Of course, you need a gain element somewhere to sustain the
oscillations, and something to limit oscillation amplitude.

We make four different digital delay generators that are based around
gated oscillators like this. Three work in the 50 MHz range, and one
at about 500. One of the units, not the 500, can work at trigger rates
up to 20 MHz, which shows that you can start and stop one of these
widgets fast. All have the LC tempco tweaked to below 20 PPM/degC; the
500 MHz guy averages a few PPM.

John
 
J

JosephKK

Jan 1, 1970
0
MooseFET said:
If the pulse must be timed to 0.01% WRT the edge of the input pulse:

Delays based on LC circuits may be the way to go. RC circuits are
never going to be accuarate enough. A crystal based circuit is ruled
out by the 0.01% because you can't get 10GHz crystals. Basically you
want a very accurate delay line.

I disagree, a fast FPGA may do the job.
 
J

JosephKK

Jan 1, 1970
0
John said:
HP5370B, from ebay: 25 ps single-shot resolution, much better with
averaging.

Lots of counters can get down to 100 ps with averaging. A decent
sampling scope, like an 11801, can do this too. 100 ps is a barn door
in this business.

Besides, maybe he doesn't have to measure them exactly. Maybe he just
needs them to be stable.

John

Something has gone funny here, my read of OP is generating them.
 
J

John Larkin

Jan 1, 1970
0
I disagree, a fast FPGA may do the job.

How would an FPGA generate a delay relative to an external trigger?

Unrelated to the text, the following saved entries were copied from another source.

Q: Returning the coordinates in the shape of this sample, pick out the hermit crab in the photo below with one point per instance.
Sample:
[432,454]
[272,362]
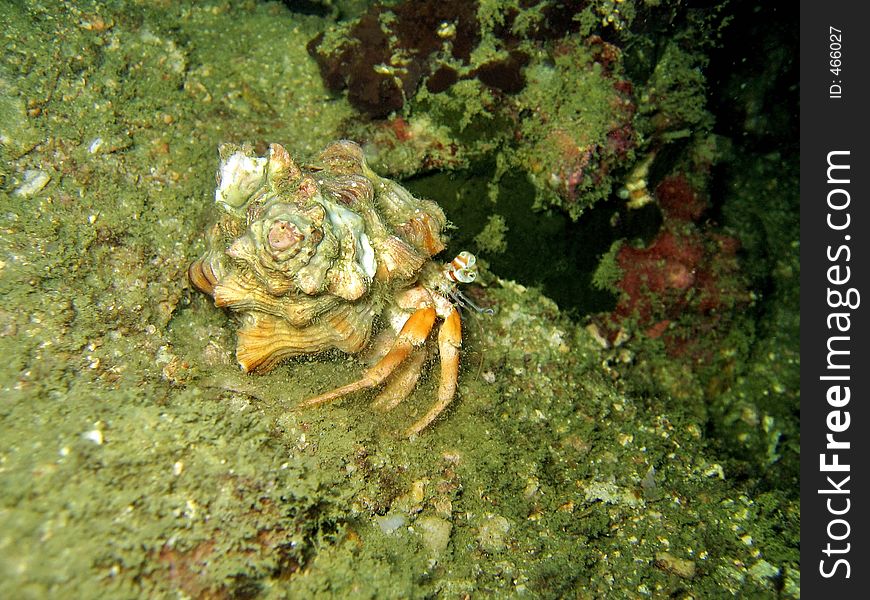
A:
[309,257]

Besides, fpga prop delays increase considerably with temperature, way,
way more than the 0.01% required here.

John
 
M

MooseFET

Jan 1, 1970
0
I disagree, a fast FPGA may do the job.


I don't think so. The delays in an FPGA drift quickly so the
"staggered clocking" or "staggered edge" method won't hold to 100pS as
the OP needs.
 
J

JosephKK

Jan 1, 1970
0
I don't think so. The delays in an FPGA drift quickly so the
"staggered clocking" or "staggered edge" method won't hold to 100pS as
the OP needs.

OP only needs 1/2 ns or 500 ps. Rather easier, but still not easy.
 
J

JosephKK

Jan 1, 1970
0
Both passive and silicon delay lines have awful temperature
coefficients, and both will have lots of jitter in the real world.

LC delay lines do not have to have bad tempco issues. I was measuring
several makes of good ones about 25 years ago. Ovenizing them should
be enough.
 
M

MooseFET

Jan 1, 1970
0
OP only needs 1/2 ns or 500 ps. Rather easier, but still not easy.


Still it is, I think a bit of a stretch for a FPGA. I'd expect a
number somewhere around 1ns for FPGA nonclock delay matching.

I have seen delays calibrated on the fly to about 1/3nS.
 
J

JosephKK

Jan 1, 1970
0
Still it is, I think a bit of a stretch for a FPGA. I'd expect a
number somewhere around 1ns for FPGA nonclock delay matching.

I have seen delays calibrated on the fly to about 1/3nS.

1 ns seems to be the current threshhold between doable and difficult.
I remember when it was 10 ns.
 
M

MooseFET

Jan 1, 1970
0
1 ns seems to be the current threshhold between doable and difficult.
I remember when it was 10 ns.

Yes. These days 10nS is no longer as hard as it once was. At about
100pS, you are certainly still into the RF components methods.